In our study, lymphocyte count was lower in women with positive pregnancy, while platelet count was similar between the groups. When inflammation occurs, the reason for a high NLR is an increase in the number of neutrophils and platelets and a decrease in the number of lymphocytes in the bloodstream (13). Although the decrease in the number of lymphocytes, which is one of the physiologic and inflammatory changes occurring in pregnancy, is similar to this study in the literature. The fact that the number of neutrophils and lymphocytes was similar in both groups is different from the results of this study. The reason for this is that immune system changes in pregnancy, occur through a different mechanism than acute inflammatory processes.
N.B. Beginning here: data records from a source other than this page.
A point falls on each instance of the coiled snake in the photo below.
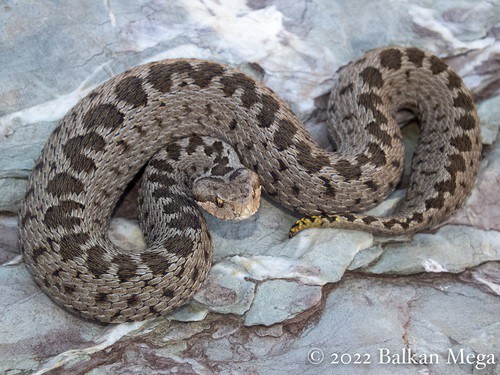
(207, 118)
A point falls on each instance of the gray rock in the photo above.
(451, 249)
(279, 300)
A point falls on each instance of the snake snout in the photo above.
(235, 196)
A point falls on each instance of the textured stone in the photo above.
(451, 249)
(279, 300)
(295, 47)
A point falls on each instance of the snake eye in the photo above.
(219, 202)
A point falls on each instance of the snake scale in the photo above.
(192, 120)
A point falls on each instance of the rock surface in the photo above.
(270, 305)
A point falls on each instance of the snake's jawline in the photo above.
(108, 136)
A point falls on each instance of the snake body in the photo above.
(184, 107)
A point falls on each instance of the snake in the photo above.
(204, 135)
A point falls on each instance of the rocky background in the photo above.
(270, 305)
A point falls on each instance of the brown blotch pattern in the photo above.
(96, 263)
(194, 142)
(346, 89)
(127, 269)
(348, 170)
(70, 245)
(74, 148)
(312, 163)
(130, 90)
(60, 215)
(461, 142)
(160, 77)
(205, 72)
(437, 65)
(415, 56)
(63, 183)
(454, 81)
(382, 135)
(391, 58)
(378, 157)
(466, 122)
(156, 262)
(283, 136)
(463, 101)
(182, 246)
(268, 111)
(369, 100)
(240, 81)
(106, 115)
(372, 77)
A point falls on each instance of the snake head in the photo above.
(234, 196)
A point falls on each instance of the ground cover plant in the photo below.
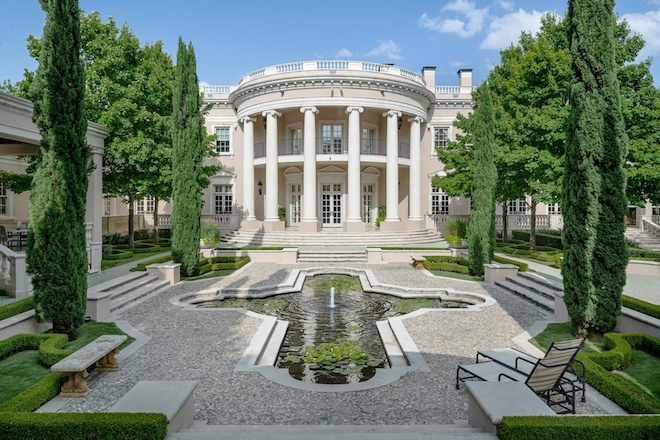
(622, 366)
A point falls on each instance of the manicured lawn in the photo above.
(19, 372)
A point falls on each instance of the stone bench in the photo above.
(100, 351)
(418, 261)
(488, 402)
(172, 398)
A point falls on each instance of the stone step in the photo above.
(533, 286)
(129, 298)
(329, 432)
(532, 296)
(117, 282)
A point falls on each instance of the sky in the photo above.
(234, 38)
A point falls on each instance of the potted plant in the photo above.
(209, 233)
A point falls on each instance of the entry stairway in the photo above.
(331, 238)
(125, 291)
(643, 239)
(459, 430)
(538, 288)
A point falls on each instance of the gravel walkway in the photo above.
(203, 346)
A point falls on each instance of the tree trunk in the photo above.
(156, 237)
(505, 220)
(131, 217)
(532, 226)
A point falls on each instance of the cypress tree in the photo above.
(481, 229)
(187, 161)
(594, 203)
(56, 246)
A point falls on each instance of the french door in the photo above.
(331, 194)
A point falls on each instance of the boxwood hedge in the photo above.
(100, 426)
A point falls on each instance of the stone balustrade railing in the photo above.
(13, 275)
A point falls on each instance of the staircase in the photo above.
(537, 288)
(459, 430)
(325, 255)
(127, 290)
(643, 239)
(330, 238)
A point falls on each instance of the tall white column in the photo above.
(272, 190)
(309, 221)
(248, 167)
(414, 195)
(353, 218)
(392, 170)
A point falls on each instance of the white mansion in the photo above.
(331, 141)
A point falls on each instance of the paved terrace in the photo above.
(203, 346)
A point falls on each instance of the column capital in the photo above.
(273, 113)
(418, 119)
(309, 109)
(389, 113)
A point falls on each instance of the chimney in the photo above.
(465, 80)
(428, 72)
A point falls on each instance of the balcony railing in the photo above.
(294, 147)
(332, 66)
(222, 221)
(514, 221)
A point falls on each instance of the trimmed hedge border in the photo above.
(16, 308)
(599, 365)
(523, 267)
(74, 426)
(579, 427)
(641, 306)
(447, 264)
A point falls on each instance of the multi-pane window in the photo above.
(223, 199)
(440, 137)
(368, 140)
(518, 206)
(331, 139)
(222, 140)
(145, 206)
(367, 203)
(4, 199)
(439, 201)
(554, 209)
(106, 206)
(295, 140)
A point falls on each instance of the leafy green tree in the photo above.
(481, 229)
(188, 136)
(56, 246)
(594, 202)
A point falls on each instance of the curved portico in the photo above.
(323, 144)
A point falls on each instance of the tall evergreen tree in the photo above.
(594, 203)
(481, 229)
(56, 247)
(187, 160)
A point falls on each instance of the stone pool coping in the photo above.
(261, 354)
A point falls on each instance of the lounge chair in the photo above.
(546, 376)
(524, 363)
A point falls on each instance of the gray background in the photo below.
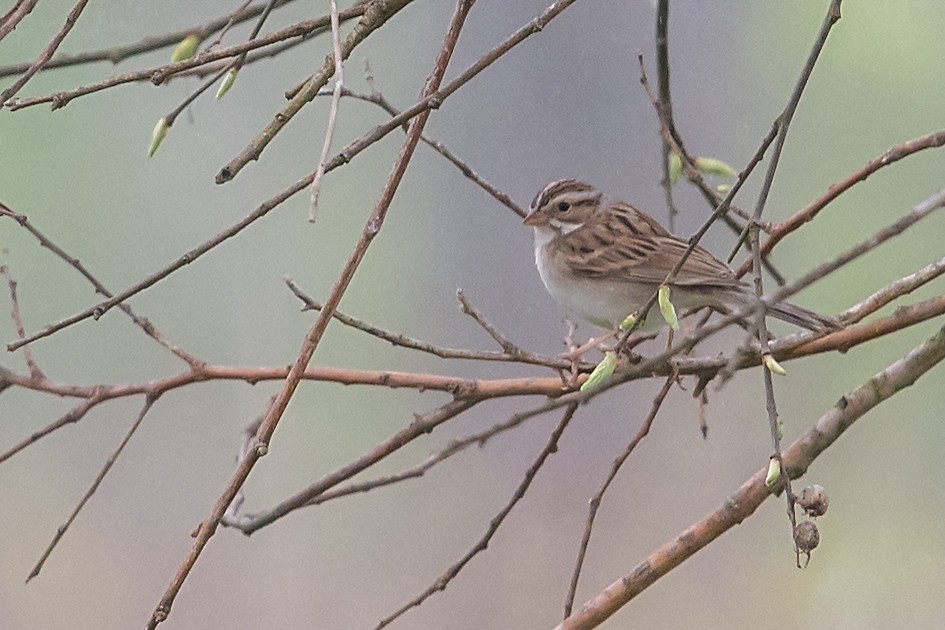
(566, 103)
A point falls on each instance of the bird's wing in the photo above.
(623, 243)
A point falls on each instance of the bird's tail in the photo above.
(800, 316)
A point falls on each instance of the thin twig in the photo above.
(343, 157)
(508, 346)
(47, 53)
(695, 238)
(118, 54)
(404, 341)
(893, 155)
(61, 531)
(666, 103)
(233, 66)
(443, 580)
(599, 495)
(209, 526)
(31, 365)
(13, 17)
(160, 74)
(379, 99)
(332, 112)
(454, 447)
(142, 322)
(421, 425)
(741, 505)
(434, 100)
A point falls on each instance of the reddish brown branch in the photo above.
(893, 155)
(753, 492)
(443, 580)
(277, 408)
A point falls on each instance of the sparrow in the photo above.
(605, 260)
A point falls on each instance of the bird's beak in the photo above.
(532, 218)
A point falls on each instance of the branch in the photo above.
(274, 414)
(797, 459)
(47, 52)
(441, 582)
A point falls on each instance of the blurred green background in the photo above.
(567, 103)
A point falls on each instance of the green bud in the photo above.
(157, 135)
(675, 167)
(186, 49)
(715, 166)
(773, 366)
(667, 308)
(774, 472)
(628, 323)
(601, 373)
(228, 80)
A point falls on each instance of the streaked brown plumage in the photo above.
(604, 261)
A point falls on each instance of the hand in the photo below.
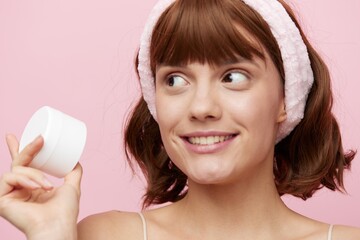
(30, 202)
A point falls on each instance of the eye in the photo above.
(176, 81)
(235, 77)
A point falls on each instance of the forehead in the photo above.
(201, 33)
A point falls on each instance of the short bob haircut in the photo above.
(308, 159)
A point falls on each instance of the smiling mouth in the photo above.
(209, 140)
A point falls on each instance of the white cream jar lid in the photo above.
(64, 140)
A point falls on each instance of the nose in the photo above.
(205, 104)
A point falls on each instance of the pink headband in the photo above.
(298, 73)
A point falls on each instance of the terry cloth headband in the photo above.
(298, 73)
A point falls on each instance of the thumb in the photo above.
(74, 178)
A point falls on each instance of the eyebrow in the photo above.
(239, 59)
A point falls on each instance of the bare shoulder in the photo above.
(110, 225)
(345, 232)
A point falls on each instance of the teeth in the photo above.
(208, 140)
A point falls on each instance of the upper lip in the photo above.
(208, 134)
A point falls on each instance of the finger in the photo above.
(10, 181)
(13, 145)
(34, 175)
(29, 152)
(74, 178)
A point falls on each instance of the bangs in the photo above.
(205, 31)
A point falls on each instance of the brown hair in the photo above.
(207, 31)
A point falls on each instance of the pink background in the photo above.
(77, 56)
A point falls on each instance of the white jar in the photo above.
(64, 141)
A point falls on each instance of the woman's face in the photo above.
(219, 123)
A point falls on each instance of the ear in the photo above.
(282, 112)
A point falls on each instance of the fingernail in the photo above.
(36, 140)
(32, 184)
(47, 183)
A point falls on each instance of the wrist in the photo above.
(54, 231)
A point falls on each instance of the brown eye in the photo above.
(235, 77)
(176, 81)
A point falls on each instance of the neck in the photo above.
(248, 206)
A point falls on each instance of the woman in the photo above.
(236, 111)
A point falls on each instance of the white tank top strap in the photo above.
(331, 227)
(144, 225)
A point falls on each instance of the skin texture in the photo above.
(231, 191)
(227, 187)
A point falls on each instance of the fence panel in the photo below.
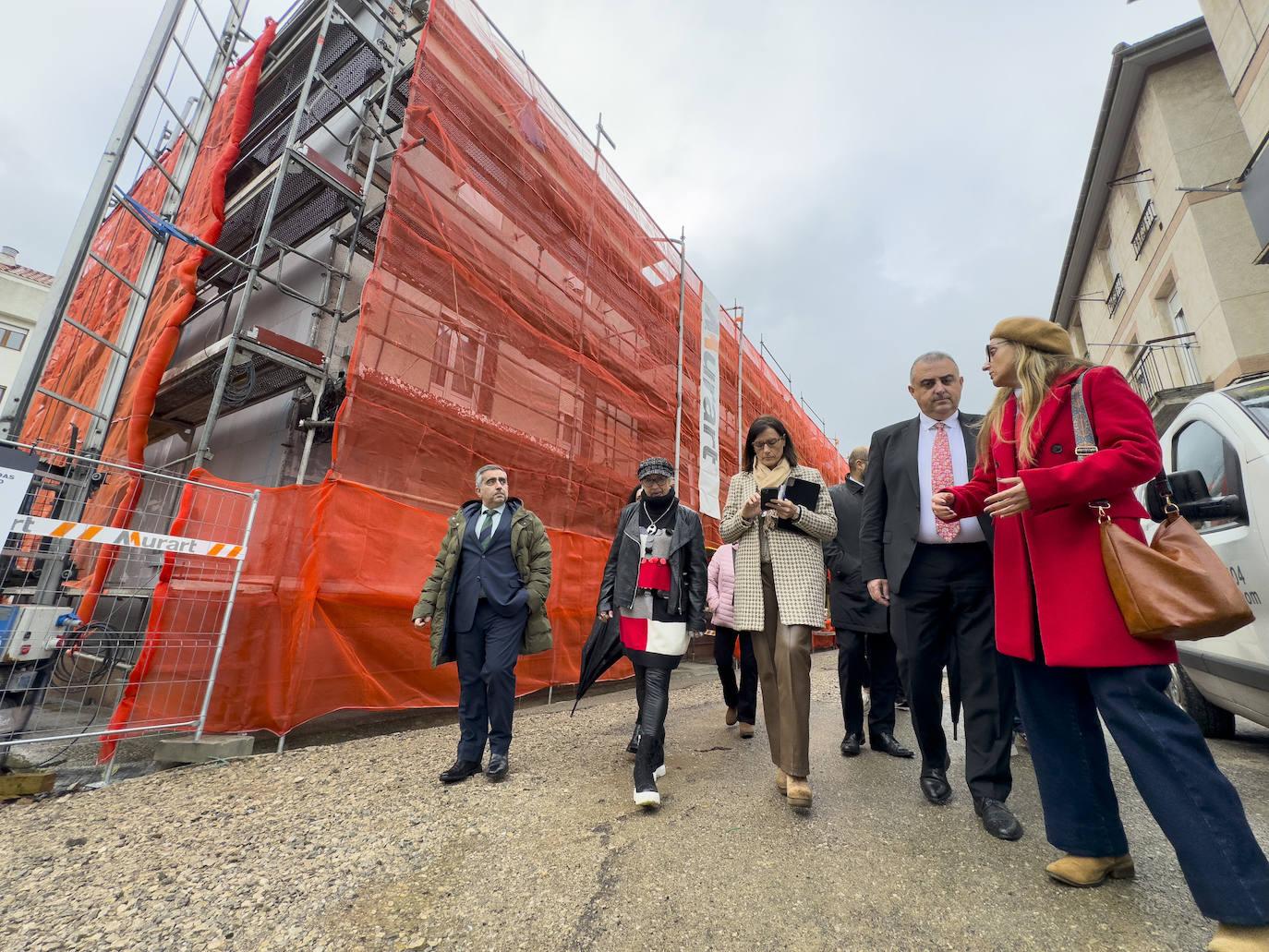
(102, 613)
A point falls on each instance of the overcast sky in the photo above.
(868, 179)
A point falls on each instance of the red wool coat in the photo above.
(1052, 552)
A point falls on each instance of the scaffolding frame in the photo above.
(146, 97)
(282, 193)
(315, 105)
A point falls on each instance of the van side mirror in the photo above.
(1191, 497)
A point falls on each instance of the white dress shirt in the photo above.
(494, 521)
(970, 528)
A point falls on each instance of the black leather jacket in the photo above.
(688, 568)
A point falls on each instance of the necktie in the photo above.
(486, 529)
(942, 476)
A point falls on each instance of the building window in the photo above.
(455, 361)
(1186, 341)
(12, 338)
(1201, 447)
(616, 434)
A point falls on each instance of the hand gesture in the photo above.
(783, 508)
(1010, 500)
(942, 505)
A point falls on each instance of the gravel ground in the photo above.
(357, 847)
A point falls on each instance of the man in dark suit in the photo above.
(486, 598)
(937, 580)
(862, 626)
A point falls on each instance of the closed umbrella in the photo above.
(603, 649)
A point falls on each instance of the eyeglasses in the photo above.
(993, 349)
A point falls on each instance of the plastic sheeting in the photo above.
(523, 308)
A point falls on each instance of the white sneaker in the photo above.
(647, 799)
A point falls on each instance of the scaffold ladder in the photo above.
(148, 97)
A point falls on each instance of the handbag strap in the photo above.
(1086, 444)
(1085, 438)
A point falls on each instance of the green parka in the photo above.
(532, 552)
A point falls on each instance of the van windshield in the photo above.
(1254, 397)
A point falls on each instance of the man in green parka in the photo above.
(486, 599)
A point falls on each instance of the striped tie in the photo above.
(942, 476)
(486, 529)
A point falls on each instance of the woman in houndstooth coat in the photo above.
(780, 590)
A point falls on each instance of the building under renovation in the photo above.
(372, 254)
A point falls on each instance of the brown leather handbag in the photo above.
(1174, 589)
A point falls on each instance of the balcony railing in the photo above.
(1116, 295)
(1166, 365)
(1149, 216)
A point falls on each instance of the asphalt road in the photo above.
(357, 847)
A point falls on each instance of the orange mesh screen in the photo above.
(523, 308)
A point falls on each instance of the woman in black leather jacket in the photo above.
(655, 584)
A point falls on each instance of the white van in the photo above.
(1225, 437)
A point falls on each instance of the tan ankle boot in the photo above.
(798, 792)
(1240, 938)
(1090, 870)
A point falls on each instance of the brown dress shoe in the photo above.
(798, 792)
(1090, 870)
(1240, 938)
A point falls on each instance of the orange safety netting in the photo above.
(523, 308)
(78, 365)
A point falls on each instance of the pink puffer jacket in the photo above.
(722, 585)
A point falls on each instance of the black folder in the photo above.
(803, 493)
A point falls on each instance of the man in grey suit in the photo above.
(862, 626)
(937, 579)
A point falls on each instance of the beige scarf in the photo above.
(767, 478)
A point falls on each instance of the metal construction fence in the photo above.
(105, 606)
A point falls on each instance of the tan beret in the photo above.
(1037, 334)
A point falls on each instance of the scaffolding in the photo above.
(326, 122)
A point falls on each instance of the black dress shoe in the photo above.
(461, 771)
(888, 744)
(997, 819)
(934, 785)
(498, 766)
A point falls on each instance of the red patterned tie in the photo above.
(942, 476)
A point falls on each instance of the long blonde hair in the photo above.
(1037, 369)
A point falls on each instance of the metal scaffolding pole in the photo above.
(204, 437)
(678, 402)
(89, 219)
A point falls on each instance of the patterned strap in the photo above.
(1085, 440)
(1086, 443)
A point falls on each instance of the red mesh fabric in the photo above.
(523, 308)
(78, 366)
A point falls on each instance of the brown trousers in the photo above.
(783, 654)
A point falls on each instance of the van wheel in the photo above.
(1214, 721)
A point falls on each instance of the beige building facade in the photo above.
(23, 292)
(1161, 275)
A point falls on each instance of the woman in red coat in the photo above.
(1074, 657)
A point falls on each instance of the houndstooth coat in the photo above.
(797, 558)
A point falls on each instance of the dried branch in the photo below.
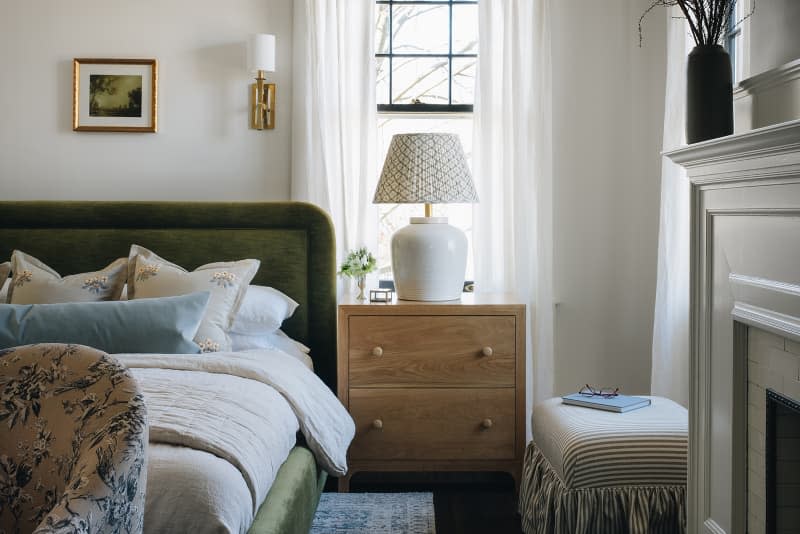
(708, 19)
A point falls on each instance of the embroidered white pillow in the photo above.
(33, 282)
(263, 311)
(152, 276)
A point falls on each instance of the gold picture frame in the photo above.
(114, 95)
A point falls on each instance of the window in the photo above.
(426, 54)
(732, 40)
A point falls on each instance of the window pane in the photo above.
(381, 29)
(464, 80)
(421, 29)
(425, 79)
(382, 78)
(465, 29)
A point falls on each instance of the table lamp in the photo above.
(429, 256)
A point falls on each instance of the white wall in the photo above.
(608, 119)
(774, 34)
(203, 150)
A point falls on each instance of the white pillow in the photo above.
(274, 340)
(34, 282)
(152, 276)
(263, 311)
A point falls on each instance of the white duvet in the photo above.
(221, 425)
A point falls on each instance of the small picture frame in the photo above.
(381, 295)
(114, 95)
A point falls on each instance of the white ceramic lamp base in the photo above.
(429, 259)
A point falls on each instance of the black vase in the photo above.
(709, 94)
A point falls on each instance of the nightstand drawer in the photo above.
(431, 350)
(433, 424)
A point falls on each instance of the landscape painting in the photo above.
(115, 95)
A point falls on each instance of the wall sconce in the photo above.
(261, 59)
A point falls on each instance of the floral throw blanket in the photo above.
(73, 438)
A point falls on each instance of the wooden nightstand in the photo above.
(434, 386)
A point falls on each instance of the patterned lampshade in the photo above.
(425, 168)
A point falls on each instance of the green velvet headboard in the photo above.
(293, 240)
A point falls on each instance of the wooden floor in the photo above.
(487, 505)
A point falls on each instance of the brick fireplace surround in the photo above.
(745, 315)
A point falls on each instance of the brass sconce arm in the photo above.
(262, 115)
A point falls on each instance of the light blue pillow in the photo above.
(163, 325)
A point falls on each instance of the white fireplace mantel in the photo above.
(745, 272)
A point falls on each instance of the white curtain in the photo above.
(512, 165)
(670, 370)
(334, 115)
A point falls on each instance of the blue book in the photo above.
(619, 403)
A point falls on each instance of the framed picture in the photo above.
(114, 95)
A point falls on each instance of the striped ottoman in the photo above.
(591, 472)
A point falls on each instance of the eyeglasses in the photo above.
(589, 391)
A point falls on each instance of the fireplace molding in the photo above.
(745, 271)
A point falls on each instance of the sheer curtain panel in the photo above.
(334, 124)
(670, 370)
(512, 164)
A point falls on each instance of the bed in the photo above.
(293, 241)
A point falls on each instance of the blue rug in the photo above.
(375, 513)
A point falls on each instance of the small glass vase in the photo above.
(362, 283)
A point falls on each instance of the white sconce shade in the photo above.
(261, 52)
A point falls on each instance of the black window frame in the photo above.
(390, 55)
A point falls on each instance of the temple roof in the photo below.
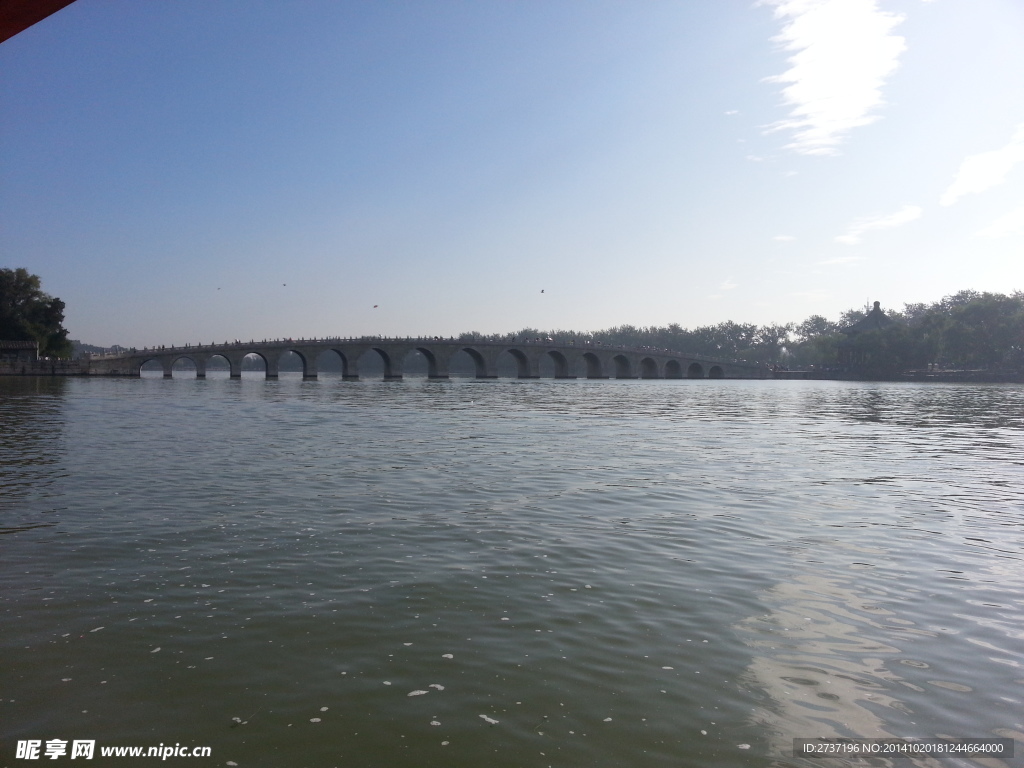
(873, 321)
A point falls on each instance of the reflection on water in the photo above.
(514, 573)
(32, 422)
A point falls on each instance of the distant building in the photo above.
(18, 351)
(851, 354)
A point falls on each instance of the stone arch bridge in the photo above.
(569, 359)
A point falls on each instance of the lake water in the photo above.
(508, 573)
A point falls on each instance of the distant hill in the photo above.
(79, 349)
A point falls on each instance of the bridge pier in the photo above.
(570, 361)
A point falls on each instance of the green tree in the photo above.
(29, 314)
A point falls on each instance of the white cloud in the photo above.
(1006, 224)
(980, 172)
(842, 260)
(842, 53)
(858, 227)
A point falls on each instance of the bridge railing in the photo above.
(584, 344)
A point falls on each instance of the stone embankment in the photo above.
(43, 368)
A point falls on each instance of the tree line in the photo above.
(966, 330)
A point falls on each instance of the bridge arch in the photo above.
(306, 356)
(522, 364)
(178, 364)
(623, 368)
(348, 367)
(479, 363)
(251, 360)
(561, 365)
(648, 369)
(594, 368)
(164, 369)
(392, 366)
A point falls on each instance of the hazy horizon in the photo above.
(194, 171)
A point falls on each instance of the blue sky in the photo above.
(196, 170)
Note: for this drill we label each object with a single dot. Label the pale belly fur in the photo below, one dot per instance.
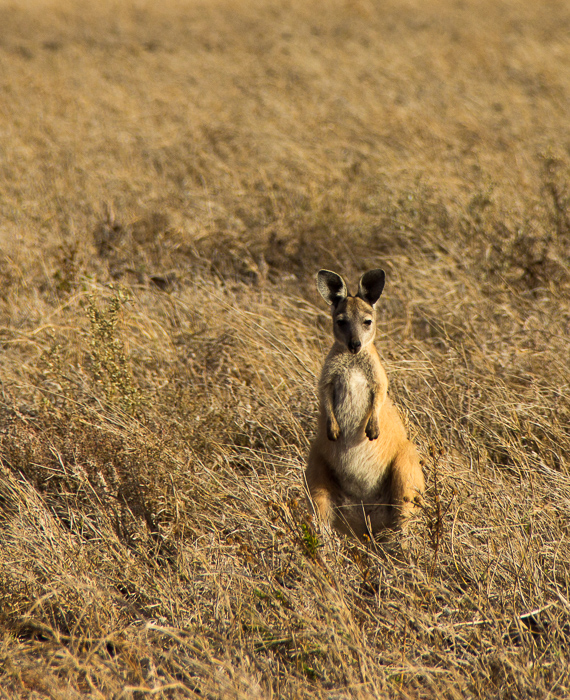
(354, 458)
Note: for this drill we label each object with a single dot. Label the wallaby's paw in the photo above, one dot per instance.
(333, 430)
(372, 430)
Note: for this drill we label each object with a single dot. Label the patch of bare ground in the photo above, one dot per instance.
(171, 177)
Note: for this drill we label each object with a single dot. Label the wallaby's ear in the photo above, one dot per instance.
(331, 286)
(371, 285)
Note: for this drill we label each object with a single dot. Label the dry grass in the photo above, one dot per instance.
(172, 175)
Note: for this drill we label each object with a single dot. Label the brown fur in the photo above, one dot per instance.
(363, 473)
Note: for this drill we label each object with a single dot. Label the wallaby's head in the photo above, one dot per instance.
(354, 317)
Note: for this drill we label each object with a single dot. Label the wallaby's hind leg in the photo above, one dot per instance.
(321, 488)
(407, 485)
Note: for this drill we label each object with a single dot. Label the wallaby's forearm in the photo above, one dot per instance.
(333, 429)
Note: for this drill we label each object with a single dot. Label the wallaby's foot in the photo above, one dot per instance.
(372, 429)
(333, 430)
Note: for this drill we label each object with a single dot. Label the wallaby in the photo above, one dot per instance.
(363, 473)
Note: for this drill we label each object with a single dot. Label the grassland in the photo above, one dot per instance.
(172, 175)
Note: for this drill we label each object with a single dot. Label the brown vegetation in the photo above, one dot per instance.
(171, 176)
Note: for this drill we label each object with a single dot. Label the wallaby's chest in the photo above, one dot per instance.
(351, 399)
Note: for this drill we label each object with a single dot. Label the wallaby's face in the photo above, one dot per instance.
(354, 317)
(354, 323)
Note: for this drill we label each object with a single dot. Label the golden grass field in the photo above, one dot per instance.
(172, 176)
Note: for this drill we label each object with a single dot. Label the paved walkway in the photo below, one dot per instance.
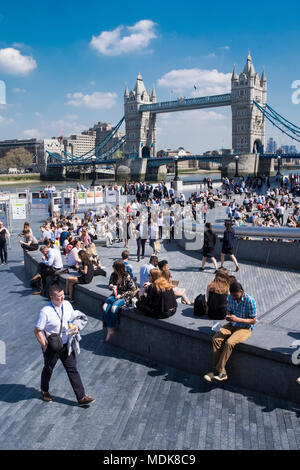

In a study conducted in patients with myocardial infarction, it was revealed that platelet aggregation increased, while platelet count decreased. The neutrophil to lymphocyte ratio also increased due to the inflammatory process that intensified during recovery (14). In our study, similar platelet counts between the groups were found to be insignificant for predicting inflammation. However, the finding that the lymphocyte count was low in hCG positive patients was consistent with the findings of this study (14) and suggested that it could be used as a marker of inflammation.
Although studies suggest that increased PLR and NLR ratios may provide information about inflammatory processes (15), when the numbers of lymphocytes and platelets are considered separately and these values are compared, differences occur in patients. Up to 50% of PLR cases have no clear etiology, but multifactorial conditions such as immunologic, anatomic, genetic, and hematologic disorders are known to cause PLR. It is thought that inflammatory components may cause pregnancy loss through their role in implantation (16). In a study, a relationship was found between complete blood count parameters and pregnancy loss in patients with threatened miscarriage (17). In addition, the NLR, which is presented as a marker of inflammation, is similar between patient groups; this similarity may mislead the clinician to use it to predict clinical pregnancy success.
The fact that there was no difference in age, BMI, FSH, LH, TSH, prolactin, and AMH between the pregnant and non-pregnant groups suggests that there is no difference in ovarian reserve between them and that these parameters have no effect on pregnancy.
The small number of patients evaluated in our study is one of our limitations. Increasing the number of patients may increase the power of the study.
Conclusion
After excluding other factors, the evaluation of complete blood count parameters, which is a simple and inexpensive test, may be useful in predicting the chances of pregnancy success in women trying to conceive.